Le retour à la vie civile est très difficile. Il s'adonne aux drogues et surtout à l'alcool pour diminuer ses souffrances, ce qui aurait stimulé son processus de création (comme celle d’Utrillo, son voisin montmartrois). Il se consacre alors totalement à la peinture, encouragé dit-il, par Juan Gris un des locataires du Bateau-Lavoir qui lui offre pinceaux et tubes de couleurs, et aussi par Elisée Maclet qui lui aurait vendu son premier tableau.
Les membres du jury du Salon d'Automne sélectionne son travail et l'expose en 1920. La même année, il commence à voyager en France ; puis en Espagne à partir de 1922, et il effectue en 1924 un premier voyage à New-York. 9 autres suivront, le dernier en 1968 à l'âge de 73 ans.
A chacun de ses voyages madrilènes, il se rend au Prado et s'arrête longuement devant les Gréco, Vélasquez et surtout les Goya. A propos des grands musées, Gen Paul disait : «Un peintre, s'il ne craint pas de recevoir des coups de pied au cul quand il va dans un musée, ce n'est pas un peintre, et je suis sûr que Picasso lui-même avait le trac d'entrer au Prado«.
En juin 1928, le grand marchand Bing organise, dans sa galerie de la rue de la Boétie à Paris, une exposition collective réunissant – excusez du peu – Braque, Picasso, Rouault, Soutine et Gen Paul !
Sa prodigieuse période créatrice que nous voyons ici cesse en 1929. Sur le retour d'un épuisant voyage dans le sud algérien, il attrape un paratyphus.

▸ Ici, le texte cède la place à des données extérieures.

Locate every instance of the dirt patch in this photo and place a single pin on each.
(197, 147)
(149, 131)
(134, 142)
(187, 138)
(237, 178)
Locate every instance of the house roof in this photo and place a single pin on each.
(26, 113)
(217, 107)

Donnant des signes de confusion mentale, il parvient, non sans difficulté, à rallier Madrid où il est hospitalisé en urgence, atteint de delirium tremens. Sauvé in-extrémis par les médecins, veillé par son célèbre confrère Ignacio Zuloaga, raccompagné à Paris par Fernande, sa première épouse accourue à son chevet, Eugène mettra plusieurs mois à se rétablir.

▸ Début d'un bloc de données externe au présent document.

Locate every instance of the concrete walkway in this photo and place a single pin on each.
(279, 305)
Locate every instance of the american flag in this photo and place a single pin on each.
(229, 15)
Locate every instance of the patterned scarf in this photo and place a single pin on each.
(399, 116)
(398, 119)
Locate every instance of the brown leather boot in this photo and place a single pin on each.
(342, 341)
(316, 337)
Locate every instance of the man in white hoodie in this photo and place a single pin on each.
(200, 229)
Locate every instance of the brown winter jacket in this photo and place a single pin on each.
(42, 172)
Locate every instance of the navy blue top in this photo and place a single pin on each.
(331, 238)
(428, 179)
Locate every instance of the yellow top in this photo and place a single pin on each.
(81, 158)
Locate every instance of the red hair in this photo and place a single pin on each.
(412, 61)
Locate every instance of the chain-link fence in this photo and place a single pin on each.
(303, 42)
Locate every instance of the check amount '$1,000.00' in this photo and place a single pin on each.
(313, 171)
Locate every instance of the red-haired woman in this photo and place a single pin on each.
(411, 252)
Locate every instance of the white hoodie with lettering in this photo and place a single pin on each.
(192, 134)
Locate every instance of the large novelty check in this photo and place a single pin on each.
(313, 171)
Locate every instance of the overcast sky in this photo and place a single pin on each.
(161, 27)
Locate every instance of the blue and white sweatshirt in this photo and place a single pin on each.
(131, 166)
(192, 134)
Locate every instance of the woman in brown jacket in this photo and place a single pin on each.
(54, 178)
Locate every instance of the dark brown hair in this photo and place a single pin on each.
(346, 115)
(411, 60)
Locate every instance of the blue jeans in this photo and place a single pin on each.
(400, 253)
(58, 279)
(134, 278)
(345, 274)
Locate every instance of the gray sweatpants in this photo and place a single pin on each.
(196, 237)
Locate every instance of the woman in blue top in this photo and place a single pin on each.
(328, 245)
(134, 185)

Un homme va réussir à lui faire changer ses habitudes alimentaires très arrosées, c'est le Dr Destouches. Nous en reparlerons.
Deux ans après la parution de Mort à crédit, il en illustre une édition de luxe en composant 164 gouaches dont 15 en pleine page, et comme vous le savez, au printemps 1942 il réalise 15 dessins pour Voyage et 16 pour Mort, à la demande de Robert Denoël, dans un style s'adaptant parfaitement aux deux textes.
Devenu veuf en 1929, il épouse en secondes noces Gabrielle Abet, une jeune audoise de 20 ans (il en a 50). Ses témoins seront Jean Perrot et Marcel Aymé.
Juillet 1948 : le voyage de noces se déroule aux Etats-Unis, d'abord New-York bien sûr, puis la Louisiane où Gen entraîne Gaby dans les clubs de jazz. Les goûts du peintre sont éclectiques car il apprécie aussi les préludes de Liszt ; de même qu’en littérature ses grands hommes sont aussi bien Molière ou La Fontaine que Mac Orlan ou Alphonse Boudard.
Côté cœur, par contre, l'orage gronde déjà et dès le retour de leur voyage de noces, le couple se sépare.
Officiellement divorcée en 1949, Gabrielle vit à Limoux, tout en s'autorisant des visites chez son ex-mari. Et, au début de l'année 1953, elle lui annonce être enceinte. Un fils naît en septembre, non à Paris, non à Limoux, mais à Genève !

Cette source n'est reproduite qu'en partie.